Une des raisons de l’intérêt que suscitent les Plans Fonciers Ruraux tient à ce qu’ils semblent pouvoir
s’intégrer dans ces deux récits. D’un côté, la démarche renvoie très clairement à une logique
d’enregistrement : il s’agit d’une démarche systématique d’identification et de cartographie des droits,
aboutissant à un registre des ayants droits et à une carte parcellaire. Le PFR permet de sortir de
l’oralité et d’entrer dans la sphère du Droit écrit : « au Bénin, les caractéristiques du régime foncier
coutumier (oralité des transferts, absence de preuves valables, de publicité des droits sur la terre)

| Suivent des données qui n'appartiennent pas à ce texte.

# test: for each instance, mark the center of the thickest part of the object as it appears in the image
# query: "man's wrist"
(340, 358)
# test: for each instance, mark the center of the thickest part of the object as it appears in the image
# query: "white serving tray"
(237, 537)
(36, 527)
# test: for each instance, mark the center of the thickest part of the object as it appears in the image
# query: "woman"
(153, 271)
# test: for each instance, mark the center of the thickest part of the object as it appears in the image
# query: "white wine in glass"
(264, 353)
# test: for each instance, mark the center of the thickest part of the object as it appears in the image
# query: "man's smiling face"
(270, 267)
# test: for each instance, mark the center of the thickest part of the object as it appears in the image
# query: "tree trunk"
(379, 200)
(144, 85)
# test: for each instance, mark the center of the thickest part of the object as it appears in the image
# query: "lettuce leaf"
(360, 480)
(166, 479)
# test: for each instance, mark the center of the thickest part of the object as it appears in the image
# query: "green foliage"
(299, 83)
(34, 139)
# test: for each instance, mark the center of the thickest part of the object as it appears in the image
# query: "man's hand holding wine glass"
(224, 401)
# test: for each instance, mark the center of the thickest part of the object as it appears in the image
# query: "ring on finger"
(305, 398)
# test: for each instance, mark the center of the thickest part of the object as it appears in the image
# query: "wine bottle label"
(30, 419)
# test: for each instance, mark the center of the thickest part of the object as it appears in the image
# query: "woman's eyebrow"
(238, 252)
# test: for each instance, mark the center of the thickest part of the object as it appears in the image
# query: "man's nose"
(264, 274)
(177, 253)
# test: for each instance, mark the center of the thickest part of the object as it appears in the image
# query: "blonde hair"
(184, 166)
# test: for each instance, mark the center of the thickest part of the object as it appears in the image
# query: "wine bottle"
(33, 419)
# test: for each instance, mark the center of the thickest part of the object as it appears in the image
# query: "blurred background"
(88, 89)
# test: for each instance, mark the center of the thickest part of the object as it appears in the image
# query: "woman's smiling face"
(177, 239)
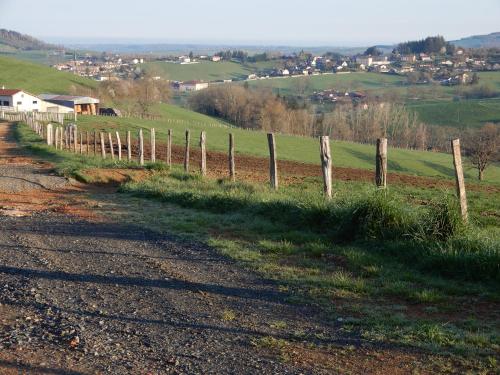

posent problème » (Hounkpodote, 2000 : 229). Le PFR est censé clarifier la situation foncière, matérialiser clairement les limites, et ainsi réduire les conflits et constituer une incitation à l’investissement.
Les certificats fonciers issus de la procédure doivent pouvoir servir de garantie pour le crédit. Ils sont
gérés par un dispositif public, au niveau sous-préfectoral en Côte d’Ivoire (Bini, 1999), au niveau
communal au Bénin, l’échelon villageois n’ayant qu’un rôle technique d’enregistrement des mutations.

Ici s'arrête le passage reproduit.